Considering the two-dimensional characteristics of RGB, the occlusion between objects is unavoidable. Cross overlapping may occur between 2D bounding boxes, when the pixel coordinates converted from 3D coordinates happen to fall in the overlapping region, their attribution become problematic. In the CFM, we assign attribution labels to each mapped coordinate. When it falls in the overlapping region, the correlation of the coordinate is copied and backed up, with different labels to facilitate the subsequent differentiation. Meanwhile, since the biases added in the voting stage can cause part of the point cloud to fall outside the image boundaries during projection, we have also added an additional step of normalizing the coordinates of the projected points to constrain them to the image region.

Loss function

Our loss design references VoteNet (Qi et al., 2019), which includes voting loss, object loss, 3D bounding box estimation loss, and semantic categorization loss. Specifically, it can be expressed as Eq. (4)
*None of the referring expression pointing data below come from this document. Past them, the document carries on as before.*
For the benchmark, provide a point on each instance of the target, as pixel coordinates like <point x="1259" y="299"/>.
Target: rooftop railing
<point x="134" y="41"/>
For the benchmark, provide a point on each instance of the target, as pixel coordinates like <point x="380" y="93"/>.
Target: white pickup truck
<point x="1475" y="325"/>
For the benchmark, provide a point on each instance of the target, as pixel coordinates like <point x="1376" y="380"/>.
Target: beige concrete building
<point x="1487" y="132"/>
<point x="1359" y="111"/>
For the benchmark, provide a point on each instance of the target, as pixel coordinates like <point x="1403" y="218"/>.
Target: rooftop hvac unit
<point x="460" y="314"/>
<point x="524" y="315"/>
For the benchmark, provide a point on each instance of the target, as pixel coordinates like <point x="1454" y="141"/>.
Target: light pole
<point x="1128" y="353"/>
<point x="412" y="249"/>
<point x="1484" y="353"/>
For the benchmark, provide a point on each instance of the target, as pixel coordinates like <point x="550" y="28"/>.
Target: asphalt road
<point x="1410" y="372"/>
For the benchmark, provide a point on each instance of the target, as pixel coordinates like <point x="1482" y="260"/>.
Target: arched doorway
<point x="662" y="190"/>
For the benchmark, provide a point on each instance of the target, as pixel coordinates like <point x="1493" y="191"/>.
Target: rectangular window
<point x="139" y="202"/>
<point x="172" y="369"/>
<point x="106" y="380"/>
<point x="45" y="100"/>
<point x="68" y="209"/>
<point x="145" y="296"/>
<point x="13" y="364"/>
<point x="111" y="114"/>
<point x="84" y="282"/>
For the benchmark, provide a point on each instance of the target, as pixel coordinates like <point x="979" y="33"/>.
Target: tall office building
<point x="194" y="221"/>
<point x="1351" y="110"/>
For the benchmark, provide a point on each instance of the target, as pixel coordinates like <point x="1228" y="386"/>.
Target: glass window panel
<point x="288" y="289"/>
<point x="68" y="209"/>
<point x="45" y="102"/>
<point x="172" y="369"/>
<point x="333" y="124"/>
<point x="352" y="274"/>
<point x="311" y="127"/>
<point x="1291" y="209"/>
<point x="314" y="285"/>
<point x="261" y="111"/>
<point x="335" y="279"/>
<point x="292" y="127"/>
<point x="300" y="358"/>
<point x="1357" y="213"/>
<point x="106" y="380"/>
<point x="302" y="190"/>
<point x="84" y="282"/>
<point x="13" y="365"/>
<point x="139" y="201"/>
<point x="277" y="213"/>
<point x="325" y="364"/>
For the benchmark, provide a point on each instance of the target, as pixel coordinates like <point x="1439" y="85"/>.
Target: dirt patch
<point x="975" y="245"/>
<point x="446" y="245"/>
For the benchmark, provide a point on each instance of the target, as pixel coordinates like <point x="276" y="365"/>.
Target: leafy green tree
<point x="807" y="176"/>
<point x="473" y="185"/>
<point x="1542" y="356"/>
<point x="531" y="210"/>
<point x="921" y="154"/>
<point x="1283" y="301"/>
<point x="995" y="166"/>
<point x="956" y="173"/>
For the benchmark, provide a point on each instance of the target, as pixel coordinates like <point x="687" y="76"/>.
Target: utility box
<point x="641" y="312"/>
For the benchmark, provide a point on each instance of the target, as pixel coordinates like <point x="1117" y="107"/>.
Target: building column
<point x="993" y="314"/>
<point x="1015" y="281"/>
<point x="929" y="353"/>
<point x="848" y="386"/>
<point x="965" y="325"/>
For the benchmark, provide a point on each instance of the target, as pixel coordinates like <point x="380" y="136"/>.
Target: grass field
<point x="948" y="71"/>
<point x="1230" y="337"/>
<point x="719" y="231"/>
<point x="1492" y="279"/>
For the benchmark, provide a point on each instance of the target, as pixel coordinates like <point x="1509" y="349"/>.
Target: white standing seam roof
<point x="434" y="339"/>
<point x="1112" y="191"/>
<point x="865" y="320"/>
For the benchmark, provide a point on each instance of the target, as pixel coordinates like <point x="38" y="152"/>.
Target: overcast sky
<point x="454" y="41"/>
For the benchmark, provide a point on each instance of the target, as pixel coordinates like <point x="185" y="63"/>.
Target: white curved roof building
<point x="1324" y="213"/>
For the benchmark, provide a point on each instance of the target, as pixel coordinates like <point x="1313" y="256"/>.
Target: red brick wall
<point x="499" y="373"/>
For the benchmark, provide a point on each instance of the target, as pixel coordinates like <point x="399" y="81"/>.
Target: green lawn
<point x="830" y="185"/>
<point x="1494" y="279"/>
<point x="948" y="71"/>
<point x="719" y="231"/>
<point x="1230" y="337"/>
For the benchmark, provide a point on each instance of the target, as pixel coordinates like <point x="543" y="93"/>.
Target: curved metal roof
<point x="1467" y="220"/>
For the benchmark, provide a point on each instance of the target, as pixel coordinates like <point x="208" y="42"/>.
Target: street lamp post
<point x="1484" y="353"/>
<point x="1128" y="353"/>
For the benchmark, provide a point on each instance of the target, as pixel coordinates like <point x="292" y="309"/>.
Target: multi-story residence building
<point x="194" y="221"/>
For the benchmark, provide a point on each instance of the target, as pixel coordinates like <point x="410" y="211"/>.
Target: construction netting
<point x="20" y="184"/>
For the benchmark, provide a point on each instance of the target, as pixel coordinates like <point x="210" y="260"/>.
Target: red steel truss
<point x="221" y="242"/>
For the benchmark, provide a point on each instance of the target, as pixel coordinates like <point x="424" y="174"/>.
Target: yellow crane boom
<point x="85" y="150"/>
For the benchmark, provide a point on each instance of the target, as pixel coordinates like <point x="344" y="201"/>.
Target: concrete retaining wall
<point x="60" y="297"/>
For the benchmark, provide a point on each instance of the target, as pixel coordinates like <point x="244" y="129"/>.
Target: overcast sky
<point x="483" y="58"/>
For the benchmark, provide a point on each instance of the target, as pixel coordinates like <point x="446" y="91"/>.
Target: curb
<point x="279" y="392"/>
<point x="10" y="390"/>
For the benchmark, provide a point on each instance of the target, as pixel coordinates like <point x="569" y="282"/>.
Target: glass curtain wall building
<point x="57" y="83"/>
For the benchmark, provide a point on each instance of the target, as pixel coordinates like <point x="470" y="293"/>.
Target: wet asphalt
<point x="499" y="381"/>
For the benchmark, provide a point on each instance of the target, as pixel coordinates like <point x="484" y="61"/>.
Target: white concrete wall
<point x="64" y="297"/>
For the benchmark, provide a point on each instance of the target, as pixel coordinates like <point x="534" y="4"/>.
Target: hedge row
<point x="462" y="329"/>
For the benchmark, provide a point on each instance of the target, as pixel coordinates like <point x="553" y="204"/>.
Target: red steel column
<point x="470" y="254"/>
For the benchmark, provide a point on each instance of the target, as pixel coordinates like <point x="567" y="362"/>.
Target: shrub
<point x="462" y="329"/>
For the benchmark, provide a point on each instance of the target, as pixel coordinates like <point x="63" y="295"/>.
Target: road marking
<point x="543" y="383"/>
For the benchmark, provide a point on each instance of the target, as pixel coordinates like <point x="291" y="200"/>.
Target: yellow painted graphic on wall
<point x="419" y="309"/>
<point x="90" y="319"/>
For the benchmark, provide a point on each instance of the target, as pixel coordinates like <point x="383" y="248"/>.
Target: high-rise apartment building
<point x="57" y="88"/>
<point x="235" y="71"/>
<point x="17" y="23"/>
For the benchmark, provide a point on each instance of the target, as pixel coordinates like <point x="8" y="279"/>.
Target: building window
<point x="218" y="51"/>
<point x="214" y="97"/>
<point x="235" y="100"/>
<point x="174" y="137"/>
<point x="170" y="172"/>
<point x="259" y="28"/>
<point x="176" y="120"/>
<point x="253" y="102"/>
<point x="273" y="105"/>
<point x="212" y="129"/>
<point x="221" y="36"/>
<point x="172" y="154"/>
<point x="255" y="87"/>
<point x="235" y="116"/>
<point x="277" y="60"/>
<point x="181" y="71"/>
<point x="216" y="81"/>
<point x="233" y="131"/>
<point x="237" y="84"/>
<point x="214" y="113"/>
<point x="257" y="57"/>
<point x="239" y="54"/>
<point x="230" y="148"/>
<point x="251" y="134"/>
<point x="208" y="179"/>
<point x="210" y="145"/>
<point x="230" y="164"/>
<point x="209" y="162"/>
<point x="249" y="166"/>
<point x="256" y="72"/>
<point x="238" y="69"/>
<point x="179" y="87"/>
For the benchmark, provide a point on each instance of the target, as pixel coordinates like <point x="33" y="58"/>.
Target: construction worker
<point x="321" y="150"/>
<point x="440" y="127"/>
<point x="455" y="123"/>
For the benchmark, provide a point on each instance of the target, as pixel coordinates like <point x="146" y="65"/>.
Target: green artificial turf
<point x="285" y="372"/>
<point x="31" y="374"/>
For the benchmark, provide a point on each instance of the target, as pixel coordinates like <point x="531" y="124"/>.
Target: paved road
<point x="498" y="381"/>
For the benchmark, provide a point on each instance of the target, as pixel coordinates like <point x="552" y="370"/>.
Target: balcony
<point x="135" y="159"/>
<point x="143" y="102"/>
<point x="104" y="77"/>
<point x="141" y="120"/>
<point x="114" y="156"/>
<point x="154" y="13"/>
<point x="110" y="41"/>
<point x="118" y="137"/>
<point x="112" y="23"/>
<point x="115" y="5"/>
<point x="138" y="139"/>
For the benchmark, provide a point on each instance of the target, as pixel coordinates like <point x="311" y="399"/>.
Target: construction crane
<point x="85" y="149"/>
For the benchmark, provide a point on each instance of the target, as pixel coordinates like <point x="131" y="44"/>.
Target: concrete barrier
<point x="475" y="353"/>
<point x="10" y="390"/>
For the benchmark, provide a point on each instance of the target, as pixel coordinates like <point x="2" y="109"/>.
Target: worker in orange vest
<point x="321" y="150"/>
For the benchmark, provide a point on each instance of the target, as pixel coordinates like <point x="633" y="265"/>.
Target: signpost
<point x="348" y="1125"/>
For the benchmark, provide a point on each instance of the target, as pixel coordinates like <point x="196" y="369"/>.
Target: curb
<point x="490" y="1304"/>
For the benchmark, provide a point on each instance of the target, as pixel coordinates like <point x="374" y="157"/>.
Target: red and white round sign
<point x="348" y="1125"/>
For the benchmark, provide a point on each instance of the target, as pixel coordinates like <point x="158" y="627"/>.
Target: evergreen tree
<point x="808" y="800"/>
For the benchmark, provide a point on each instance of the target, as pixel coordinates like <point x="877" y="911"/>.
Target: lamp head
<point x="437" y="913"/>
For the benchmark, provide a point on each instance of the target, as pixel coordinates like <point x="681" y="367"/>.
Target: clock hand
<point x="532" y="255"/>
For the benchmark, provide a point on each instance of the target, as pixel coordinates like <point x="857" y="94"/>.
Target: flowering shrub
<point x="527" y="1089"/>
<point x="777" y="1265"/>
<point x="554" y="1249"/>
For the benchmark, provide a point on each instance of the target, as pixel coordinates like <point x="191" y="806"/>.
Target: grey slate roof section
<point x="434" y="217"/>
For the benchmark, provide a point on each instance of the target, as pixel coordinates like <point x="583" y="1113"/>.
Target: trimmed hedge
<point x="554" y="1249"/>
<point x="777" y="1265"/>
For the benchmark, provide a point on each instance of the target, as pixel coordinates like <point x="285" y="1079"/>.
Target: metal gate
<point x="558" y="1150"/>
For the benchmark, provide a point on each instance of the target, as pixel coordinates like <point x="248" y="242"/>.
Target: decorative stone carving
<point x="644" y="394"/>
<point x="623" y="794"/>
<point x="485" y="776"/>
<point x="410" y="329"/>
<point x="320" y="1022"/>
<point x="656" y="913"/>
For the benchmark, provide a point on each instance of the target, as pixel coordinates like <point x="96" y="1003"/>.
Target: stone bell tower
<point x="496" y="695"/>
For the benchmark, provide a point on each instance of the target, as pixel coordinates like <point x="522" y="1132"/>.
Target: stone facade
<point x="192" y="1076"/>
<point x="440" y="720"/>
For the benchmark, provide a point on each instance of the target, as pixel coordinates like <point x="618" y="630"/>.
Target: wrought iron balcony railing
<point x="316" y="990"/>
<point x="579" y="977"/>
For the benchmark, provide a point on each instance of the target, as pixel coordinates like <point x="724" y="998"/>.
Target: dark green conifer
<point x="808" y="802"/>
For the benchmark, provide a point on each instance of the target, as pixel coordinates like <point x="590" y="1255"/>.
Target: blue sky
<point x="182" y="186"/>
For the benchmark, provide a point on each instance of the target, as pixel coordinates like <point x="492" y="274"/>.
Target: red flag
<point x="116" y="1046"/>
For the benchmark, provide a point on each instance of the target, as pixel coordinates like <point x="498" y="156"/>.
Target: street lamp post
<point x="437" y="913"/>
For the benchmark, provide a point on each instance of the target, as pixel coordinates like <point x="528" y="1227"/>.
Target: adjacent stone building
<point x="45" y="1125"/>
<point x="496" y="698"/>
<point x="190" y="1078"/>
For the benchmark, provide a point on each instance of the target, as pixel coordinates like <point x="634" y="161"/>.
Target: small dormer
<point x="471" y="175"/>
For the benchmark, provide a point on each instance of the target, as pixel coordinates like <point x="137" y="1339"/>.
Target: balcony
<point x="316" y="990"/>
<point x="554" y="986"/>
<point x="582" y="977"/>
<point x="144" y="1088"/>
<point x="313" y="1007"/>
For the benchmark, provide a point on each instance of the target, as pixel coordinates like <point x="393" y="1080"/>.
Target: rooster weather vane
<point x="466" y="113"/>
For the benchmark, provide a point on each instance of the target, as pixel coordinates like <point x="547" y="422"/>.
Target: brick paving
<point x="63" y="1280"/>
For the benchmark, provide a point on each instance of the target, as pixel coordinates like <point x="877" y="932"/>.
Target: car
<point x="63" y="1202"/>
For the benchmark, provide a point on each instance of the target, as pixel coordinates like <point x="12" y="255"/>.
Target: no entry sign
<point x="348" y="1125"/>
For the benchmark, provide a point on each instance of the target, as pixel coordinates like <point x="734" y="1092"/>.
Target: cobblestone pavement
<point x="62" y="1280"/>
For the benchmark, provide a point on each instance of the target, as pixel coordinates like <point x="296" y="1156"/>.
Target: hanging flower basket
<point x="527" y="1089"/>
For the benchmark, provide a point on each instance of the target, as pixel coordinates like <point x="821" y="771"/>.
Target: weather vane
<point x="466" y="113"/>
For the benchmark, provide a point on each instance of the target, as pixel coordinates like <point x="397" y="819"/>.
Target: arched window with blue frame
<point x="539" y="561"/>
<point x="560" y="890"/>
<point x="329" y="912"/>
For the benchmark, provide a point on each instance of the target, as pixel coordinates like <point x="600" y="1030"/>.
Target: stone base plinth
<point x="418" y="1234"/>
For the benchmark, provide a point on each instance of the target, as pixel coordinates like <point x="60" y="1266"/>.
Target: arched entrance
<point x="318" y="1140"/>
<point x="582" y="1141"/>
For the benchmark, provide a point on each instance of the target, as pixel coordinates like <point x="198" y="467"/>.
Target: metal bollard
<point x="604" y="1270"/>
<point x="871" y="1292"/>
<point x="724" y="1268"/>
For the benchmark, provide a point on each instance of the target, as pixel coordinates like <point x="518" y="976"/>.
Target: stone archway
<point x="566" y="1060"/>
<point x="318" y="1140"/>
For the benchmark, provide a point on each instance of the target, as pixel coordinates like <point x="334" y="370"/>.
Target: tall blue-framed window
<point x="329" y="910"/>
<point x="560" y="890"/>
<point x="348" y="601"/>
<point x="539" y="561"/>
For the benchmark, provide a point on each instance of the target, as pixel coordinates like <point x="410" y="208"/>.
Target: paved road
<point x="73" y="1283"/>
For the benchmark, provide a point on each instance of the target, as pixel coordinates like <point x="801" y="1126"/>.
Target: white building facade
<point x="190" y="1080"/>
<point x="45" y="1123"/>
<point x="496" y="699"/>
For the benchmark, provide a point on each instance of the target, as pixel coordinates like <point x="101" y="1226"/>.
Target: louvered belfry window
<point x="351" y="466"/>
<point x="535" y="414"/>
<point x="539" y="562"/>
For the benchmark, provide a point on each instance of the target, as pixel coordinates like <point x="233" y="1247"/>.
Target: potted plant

(4) $L = L_{v o t e} + w_{1} \cdot L_{o b j} + w_{2} \cdot L_{s e m} + L_{b o x};$

Experiments

In this section, we first provide a brief overview of the characteristics of the SUNRGB-D dataset (Song, Lichtenberg & Xiao, 2015). We then present a visualization comparing the detection results of our method with those of the baseline within the same scene. Finally, we present the results of ablation studies to illustrate the contribution of different modules to the overall architecture and to demonstrate the robustness of our design modules.

Datasets and comparing

Dataset: The SUNRGB-D dataset is an RGB-D image dataset specifically designed for 3D scene understanding. It is curated and expanded from SUN3D (Xiao, Owens & Torralba, 2013), NYU Depth v2 (Silberman et al., 2012), and Berkeley B3DO (Janoch et al., 2013), culminating in a collection of 10,335 indoor images depicting various scenes. Each image is accompanied by corresponding depth information, camera parameters, and object labeling information. Of these, 5,285 images constitute the training set, with the remainder serving as the test set. The dataset encompasses annotations for a total of 37 object classes. Utilizing depth maps, the 3D point cloud information of the scene can be generated, with each point featuring a semantic label and object bounding box information. The alignment between the RGB image and the depth channel is achieved using the camera parameters. VoteNet was used as the baseline, with which to train our model and report prediction results for the ten most prevalent categories in indoor scenes. Given that the ScanNet dataset includes instances where a single point cloud scene encompasses multiple image views and considering the complexity of multi-view processing, our method did not undergo evaluation on this aspect for validation.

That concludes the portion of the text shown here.